Levees have effectively protected communities in the past, but they were not designed to meet today’s climate change challenges, Gleick said.

“We need new thinking, we need to operate this infrastructure differently, we need to change some of the characteristics of that infrastructure,” Gleick said. “This will allow us to capture more of this floodwater, store it underground in these aquifers, and then use these groundwater resources when needed in dry years.”

Many climate experts agree — using dikes to prevent flooding during the rainy season means less water seeps into aquifers. These aquifers are an important source of water for drinking, bathing and agriculture throughout California’s Central Valley, and they are being depleted.

But giving rivers more room to flood is problematic. This meant that entire communities needed to be relocated; a process known as managed evacuation.
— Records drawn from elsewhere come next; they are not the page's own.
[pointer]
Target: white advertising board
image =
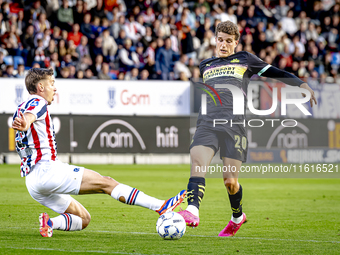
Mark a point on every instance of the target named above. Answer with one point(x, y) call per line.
point(97, 97)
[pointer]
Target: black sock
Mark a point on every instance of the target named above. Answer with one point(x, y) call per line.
point(196, 189)
point(236, 203)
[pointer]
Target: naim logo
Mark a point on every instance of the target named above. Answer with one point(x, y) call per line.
point(117, 138)
point(235, 60)
point(238, 100)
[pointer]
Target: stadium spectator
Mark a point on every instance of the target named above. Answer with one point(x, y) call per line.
point(132, 75)
point(83, 49)
point(281, 10)
point(121, 39)
point(78, 12)
point(181, 67)
point(50, 49)
point(151, 68)
point(9, 72)
point(288, 24)
point(84, 63)
point(41, 24)
point(89, 74)
point(62, 49)
point(98, 10)
point(165, 58)
point(128, 59)
point(144, 75)
point(20, 71)
point(86, 28)
point(75, 35)
point(118, 24)
point(130, 28)
point(65, 16)
point(104, 73)
point(32, 12)
point(80, 74)
point(96, 48)
point(188, 24)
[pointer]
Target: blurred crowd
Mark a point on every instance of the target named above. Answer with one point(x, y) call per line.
point(165, 39)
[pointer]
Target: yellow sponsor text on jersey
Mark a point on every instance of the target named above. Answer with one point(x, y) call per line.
point(236, 71)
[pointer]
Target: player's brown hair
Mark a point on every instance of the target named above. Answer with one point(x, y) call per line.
point(228, 27)
point(34, 75)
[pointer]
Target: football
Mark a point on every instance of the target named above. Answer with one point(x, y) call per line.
point(171, 226)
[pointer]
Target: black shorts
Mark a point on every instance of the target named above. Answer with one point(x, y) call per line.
point(232, 144)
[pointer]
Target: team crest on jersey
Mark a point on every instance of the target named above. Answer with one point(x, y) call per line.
point(112, 101)
point(235, 60)
point(19, 90)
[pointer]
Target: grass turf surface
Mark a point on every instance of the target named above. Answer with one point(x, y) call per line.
point(285, 216)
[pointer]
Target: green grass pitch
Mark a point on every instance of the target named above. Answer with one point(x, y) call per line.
point(285, 216)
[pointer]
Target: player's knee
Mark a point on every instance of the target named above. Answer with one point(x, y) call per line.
point(86, 218)
point(231, 184)
point(198, 162)
point(108, 184)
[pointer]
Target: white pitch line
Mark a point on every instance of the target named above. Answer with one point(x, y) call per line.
point(235, 237)
point(76, 251)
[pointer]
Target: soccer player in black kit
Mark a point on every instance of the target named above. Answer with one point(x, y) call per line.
point(235, 69)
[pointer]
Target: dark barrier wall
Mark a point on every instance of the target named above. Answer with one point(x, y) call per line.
point(310, 140)
point(113, 134)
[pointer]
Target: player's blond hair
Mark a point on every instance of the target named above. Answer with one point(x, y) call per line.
point(34, 75)
point(228, 27)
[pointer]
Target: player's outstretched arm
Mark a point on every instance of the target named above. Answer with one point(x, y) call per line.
point(290, 79)
point(312, 99)
point(23, 121)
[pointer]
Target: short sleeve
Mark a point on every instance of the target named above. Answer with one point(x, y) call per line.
point(37, 107)
point(256, 65)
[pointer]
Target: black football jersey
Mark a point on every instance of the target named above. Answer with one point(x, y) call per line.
point(235, 70)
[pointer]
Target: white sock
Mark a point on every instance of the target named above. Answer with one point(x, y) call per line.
point(237, 220)
point(132, 196)
point(193, 209)
point(67, 222)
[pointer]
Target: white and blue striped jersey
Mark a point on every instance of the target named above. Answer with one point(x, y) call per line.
point(38, 142)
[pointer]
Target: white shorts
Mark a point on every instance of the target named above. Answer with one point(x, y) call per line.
point(51, 182)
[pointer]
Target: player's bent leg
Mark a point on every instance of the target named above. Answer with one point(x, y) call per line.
point(77, 209)
point(93, 182)
point(201, 157)
point(235, 196)
point(75, 218)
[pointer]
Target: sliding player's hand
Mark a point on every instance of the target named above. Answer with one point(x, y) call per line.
point(20, 123)
point(312, 98)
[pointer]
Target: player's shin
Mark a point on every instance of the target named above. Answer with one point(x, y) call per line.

Nicholas Pinter, a researcher and professor of applied geosciences at the University of California, Davis, acknowledged that managing the retreat is a daunting task, but noted that other countries are doing it.

“We’re behind on that,” Pinter told CNN. “The Europeans in the 1990s started doing this. They made billions of euros of investment to bring back the dykes.”

The U.S. has been leaning toward building infrastructure to provide protection, Pinter said.

“We’ve always had an engineering mindset with strong property rights,” Pinter said. “There is also strong resistance from property rights owners when it comes to giving up title.”

Political leaders, concerned about lost property tax revenue and lost land for construction and development, are also likely to resist, Pinter said.

Concepts like managed retreats require a mindset shift that’s extremely difficult to pull off, Gleick said. “These changes are easier said than done, but they have to be done.”

Both Pinter and Gleick say managed retreats are just one tool in the box when it comes to acclimating to more extreme weather. States should also consider a range of other policies, Gleick noted.

“We have to redesign our insurance policies so we don’t rebuild houses where they flood again,” Gleick said. “We have to design flood insurance policies to encourage people to stay away from floodplains so we can open these floodplains so that when we get floods, they’re less destructive.”